An emotionally-charged triumph from the Oldham Choral Society

Date published: 13 November 2018


Review by Stuart Ferguson

Oldham Choral Society Armistice Centenary Concert at the Royal Northern College of Music

Sir Karl Jenkins is now the most-performed living composer, according to recent surveys and a BBC documentary.

His Mass for Peace - ‘The Armed Man’ - must surely be responsible for this.

Oldham Choral Society made it their major piece in their magnificent Armistice Centenary Concert ‘On Land and Sea’, performed in the newly-refurbished Concert Hall of the Royal Northern College of Music in Manchester.

The work was commissioned by the Royal Armouries as part of its commemoration of the Millennium and was premiered at the Royal Albert Hall on April 25, 2000.

It has been performed over 1,500 times in 20 different countries since then.

Oldham Choral Society moved straight into it with a line of bass singers marching in to the performance area to the beat of the snare drum.

We were there: right at the start, when young men scrambled to join up and proudly fight for King and Country not knowing they would be blown to smithereens in their millions as the War To End All Wars stretched to four years, three months and fourteen days.

This was not just a concert; it was far more than that.

It was a virtuoso performance that took us on a rollercoaster of emotions not only in words and music, but in movement and feelings.

When the Muezzin from a local Mosque, Hafiz Mizan, recited the Call To Prayers there was absolute stillness in the hall.

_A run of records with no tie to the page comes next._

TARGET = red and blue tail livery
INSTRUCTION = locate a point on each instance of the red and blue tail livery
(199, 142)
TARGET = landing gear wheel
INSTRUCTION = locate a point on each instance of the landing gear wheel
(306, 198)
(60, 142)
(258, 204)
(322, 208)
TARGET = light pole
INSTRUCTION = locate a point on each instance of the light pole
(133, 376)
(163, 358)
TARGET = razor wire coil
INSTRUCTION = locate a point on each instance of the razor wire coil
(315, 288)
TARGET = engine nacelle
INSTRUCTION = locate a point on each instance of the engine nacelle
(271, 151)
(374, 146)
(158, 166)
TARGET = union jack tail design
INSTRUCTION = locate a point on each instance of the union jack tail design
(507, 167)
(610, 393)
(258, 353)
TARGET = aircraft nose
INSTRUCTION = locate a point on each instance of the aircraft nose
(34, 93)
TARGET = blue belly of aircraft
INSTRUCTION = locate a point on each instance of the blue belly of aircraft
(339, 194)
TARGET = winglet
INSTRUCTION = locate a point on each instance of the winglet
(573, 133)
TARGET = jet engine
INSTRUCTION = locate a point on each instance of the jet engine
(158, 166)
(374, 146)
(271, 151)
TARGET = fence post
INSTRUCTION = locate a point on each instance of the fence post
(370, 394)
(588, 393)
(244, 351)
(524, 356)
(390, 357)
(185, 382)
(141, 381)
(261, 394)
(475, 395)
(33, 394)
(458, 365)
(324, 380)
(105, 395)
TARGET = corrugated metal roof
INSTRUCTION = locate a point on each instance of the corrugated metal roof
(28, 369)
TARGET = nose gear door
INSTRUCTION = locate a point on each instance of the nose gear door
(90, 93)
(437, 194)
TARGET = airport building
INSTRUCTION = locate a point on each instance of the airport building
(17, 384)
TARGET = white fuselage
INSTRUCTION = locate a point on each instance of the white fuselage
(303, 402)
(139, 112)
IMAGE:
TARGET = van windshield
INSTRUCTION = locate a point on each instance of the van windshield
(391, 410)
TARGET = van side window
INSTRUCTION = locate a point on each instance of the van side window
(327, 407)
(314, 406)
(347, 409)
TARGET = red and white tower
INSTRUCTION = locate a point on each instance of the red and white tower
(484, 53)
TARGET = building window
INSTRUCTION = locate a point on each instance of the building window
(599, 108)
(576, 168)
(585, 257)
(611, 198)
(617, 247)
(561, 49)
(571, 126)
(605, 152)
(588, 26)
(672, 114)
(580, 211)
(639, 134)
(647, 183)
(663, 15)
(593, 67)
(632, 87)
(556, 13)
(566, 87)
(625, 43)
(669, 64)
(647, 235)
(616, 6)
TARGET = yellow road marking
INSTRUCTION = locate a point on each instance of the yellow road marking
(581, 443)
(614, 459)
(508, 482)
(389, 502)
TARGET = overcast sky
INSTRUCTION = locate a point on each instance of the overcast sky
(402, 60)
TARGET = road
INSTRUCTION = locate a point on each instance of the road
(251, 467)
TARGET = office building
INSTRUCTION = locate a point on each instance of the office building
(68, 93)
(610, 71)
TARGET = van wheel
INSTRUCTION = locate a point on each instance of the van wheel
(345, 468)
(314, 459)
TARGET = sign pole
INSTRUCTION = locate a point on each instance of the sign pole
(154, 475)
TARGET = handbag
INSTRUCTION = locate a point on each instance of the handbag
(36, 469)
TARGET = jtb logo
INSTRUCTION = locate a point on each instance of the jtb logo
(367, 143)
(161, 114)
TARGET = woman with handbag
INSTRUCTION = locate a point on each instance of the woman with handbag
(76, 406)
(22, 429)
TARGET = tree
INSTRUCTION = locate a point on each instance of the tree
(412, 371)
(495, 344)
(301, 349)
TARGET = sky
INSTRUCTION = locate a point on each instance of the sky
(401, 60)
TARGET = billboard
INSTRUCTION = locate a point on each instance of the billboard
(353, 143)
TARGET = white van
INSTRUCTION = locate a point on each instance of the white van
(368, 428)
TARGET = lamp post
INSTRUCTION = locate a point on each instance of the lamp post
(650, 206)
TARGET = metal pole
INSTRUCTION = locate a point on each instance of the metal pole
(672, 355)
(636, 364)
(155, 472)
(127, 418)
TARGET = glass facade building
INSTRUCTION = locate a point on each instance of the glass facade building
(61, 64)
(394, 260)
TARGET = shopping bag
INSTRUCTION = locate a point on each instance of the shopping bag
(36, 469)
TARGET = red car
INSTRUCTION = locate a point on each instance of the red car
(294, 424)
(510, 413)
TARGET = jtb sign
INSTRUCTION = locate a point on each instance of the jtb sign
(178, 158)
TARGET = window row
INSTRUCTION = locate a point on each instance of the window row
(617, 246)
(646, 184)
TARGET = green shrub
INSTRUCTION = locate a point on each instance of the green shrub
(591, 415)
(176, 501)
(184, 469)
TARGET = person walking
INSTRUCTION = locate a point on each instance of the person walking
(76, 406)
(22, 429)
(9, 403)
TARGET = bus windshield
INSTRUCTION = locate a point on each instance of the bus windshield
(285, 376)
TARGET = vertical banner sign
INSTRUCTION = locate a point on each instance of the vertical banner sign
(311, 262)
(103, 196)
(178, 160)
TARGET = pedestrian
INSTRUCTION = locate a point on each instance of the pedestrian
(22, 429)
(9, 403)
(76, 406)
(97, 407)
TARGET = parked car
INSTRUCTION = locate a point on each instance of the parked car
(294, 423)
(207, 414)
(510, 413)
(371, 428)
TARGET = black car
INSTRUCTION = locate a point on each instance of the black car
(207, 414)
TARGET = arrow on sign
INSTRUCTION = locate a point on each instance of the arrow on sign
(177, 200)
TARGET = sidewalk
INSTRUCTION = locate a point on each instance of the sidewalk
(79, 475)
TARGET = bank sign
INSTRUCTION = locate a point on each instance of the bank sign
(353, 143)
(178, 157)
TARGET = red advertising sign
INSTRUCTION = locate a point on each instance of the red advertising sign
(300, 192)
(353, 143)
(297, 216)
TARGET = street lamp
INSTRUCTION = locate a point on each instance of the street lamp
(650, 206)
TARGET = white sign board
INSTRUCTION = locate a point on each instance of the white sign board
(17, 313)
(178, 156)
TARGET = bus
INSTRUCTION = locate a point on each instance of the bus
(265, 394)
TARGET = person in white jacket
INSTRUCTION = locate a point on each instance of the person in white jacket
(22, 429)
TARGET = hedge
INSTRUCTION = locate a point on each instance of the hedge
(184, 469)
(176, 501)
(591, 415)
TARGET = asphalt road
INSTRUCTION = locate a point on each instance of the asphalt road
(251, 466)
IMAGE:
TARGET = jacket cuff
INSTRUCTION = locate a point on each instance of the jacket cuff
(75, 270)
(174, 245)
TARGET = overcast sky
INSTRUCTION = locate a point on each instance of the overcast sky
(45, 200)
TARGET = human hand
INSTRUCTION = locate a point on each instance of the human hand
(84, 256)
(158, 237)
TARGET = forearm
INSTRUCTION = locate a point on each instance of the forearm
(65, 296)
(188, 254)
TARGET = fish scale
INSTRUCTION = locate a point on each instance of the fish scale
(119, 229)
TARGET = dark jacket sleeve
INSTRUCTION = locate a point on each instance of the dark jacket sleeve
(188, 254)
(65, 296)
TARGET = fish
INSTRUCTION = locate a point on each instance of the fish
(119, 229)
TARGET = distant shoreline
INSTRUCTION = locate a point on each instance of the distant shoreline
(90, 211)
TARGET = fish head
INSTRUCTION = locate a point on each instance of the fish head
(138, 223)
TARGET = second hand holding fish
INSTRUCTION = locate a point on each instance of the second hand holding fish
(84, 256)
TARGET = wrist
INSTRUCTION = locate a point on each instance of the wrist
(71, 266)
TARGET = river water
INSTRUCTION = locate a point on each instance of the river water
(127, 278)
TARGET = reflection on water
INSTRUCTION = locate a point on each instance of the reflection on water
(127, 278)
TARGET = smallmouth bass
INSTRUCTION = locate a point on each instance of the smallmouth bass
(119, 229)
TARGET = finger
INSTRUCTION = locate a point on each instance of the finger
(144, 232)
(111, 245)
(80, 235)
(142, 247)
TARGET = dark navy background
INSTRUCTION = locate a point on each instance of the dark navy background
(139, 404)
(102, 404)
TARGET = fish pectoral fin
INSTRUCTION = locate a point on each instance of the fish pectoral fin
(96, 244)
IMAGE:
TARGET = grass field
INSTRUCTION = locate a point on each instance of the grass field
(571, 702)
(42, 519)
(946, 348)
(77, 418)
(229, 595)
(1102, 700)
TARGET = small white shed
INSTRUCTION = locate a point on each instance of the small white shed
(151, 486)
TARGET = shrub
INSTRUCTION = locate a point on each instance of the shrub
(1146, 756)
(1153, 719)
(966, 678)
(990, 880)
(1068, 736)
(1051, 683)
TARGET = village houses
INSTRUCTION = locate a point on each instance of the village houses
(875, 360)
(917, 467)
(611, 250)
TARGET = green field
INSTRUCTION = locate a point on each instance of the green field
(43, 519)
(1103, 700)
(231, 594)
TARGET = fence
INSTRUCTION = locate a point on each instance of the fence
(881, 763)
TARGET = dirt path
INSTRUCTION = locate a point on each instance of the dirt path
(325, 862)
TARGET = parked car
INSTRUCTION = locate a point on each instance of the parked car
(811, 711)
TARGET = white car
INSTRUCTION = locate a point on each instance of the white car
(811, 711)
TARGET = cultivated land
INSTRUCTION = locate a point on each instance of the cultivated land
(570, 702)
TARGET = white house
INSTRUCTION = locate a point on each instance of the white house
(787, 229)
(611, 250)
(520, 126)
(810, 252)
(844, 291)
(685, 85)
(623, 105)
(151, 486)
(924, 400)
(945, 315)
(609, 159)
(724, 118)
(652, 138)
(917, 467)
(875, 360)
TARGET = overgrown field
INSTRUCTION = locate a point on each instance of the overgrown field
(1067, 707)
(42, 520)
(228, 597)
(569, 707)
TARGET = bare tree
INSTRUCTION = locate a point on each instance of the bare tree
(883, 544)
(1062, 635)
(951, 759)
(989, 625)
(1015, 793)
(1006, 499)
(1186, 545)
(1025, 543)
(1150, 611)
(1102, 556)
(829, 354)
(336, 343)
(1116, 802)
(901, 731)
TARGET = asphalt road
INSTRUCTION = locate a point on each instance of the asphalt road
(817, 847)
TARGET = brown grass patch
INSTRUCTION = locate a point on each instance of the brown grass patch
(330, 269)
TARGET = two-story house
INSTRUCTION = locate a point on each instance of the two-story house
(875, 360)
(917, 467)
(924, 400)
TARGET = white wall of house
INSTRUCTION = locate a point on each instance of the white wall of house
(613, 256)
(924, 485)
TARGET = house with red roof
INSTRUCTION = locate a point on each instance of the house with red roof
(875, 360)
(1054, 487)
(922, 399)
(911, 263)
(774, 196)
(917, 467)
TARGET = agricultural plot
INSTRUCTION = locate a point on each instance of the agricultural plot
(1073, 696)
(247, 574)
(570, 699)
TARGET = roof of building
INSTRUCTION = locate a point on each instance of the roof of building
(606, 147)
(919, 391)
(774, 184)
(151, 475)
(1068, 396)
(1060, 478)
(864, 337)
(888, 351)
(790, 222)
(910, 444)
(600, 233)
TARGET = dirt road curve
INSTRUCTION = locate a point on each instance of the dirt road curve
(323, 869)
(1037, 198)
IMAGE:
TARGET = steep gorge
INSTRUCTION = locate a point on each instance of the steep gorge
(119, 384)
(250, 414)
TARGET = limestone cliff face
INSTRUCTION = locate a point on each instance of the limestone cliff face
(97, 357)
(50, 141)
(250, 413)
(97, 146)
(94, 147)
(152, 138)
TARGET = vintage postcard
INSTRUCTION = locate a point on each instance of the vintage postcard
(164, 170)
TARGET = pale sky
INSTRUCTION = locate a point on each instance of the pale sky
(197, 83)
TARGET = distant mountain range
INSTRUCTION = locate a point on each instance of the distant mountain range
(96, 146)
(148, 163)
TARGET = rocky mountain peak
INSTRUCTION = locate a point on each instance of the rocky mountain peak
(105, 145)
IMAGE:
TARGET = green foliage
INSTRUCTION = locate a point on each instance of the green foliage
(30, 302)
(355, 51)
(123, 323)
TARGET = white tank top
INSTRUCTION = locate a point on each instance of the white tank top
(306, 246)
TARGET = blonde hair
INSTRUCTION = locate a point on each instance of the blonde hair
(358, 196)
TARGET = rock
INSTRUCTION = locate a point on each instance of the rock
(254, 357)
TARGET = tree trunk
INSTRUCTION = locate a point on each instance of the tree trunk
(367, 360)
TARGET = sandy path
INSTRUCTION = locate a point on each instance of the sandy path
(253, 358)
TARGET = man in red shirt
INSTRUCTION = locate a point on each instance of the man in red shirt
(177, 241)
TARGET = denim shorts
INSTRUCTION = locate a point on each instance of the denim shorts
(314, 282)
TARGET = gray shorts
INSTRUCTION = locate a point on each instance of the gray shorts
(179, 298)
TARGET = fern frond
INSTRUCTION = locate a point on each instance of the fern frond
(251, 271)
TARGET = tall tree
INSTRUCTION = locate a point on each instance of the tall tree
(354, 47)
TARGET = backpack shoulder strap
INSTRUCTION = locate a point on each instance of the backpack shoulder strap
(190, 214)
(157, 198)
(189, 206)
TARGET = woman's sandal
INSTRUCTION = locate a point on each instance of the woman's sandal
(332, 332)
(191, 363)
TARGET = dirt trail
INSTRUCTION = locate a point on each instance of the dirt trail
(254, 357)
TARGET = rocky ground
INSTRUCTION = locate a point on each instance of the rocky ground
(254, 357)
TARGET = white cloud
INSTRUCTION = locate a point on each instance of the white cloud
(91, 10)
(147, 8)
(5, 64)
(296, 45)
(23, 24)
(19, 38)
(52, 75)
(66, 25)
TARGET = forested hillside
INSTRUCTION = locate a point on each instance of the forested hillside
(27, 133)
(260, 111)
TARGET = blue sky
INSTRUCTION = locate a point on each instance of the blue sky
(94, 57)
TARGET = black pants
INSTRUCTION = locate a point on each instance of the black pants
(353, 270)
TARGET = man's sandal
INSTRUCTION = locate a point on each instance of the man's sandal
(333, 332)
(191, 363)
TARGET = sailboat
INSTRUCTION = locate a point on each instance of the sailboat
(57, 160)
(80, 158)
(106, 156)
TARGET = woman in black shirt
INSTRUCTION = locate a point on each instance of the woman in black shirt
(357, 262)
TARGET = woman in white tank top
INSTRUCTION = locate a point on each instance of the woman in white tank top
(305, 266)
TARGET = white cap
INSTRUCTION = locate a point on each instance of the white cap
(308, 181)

This spellbinding moment locked us all together across races and religions and became a wailing dirge in supplication for man’s inhumanity to man.

Another moment that brought tears to some was when the entire choir turned away from the audience, as if in private grief, when the Last Post was sounded.

The choir produced clear, understated singing, which, correctly for the occasion, was subdued at times, but very sweet.

All was charged with emotion and remembrance.

Musical Director and Conductor Nigel P. Wilkinson, who has completed 20 years’ service in these capacities with Oldham Choral Society, successfully melded together the choristers and the musicians of the East Lancs Sinfonia Orchestra into a cohesive whole that resonated with the mood of the day.

This was a magnificent, majestic and soul-touching experience and a wonderful and right tribute to commemorate the Centenary of the 1918 Armistice.

The second half of the evening’s performance heard Bass Baritone, Dean Robinson, solo with the choir and orchestra in presenting Sir Charles Villiers Stanford’s, ‘Songs of the Fleet’, and Sir Henry Wood’s ‘Fantasia on British Sea Songs’ to a greatly appreciative audience.

These wonderful, evocative, set pieces lifted us from the horrors of war but in no way detracted from the major work of Jenkin’s ‘Armed Man’.

Ending with an unexpected encore of Parry’s ‘Jerusalem’, this Armistice Centenary Concert will certainly be remembered. It was a triumph!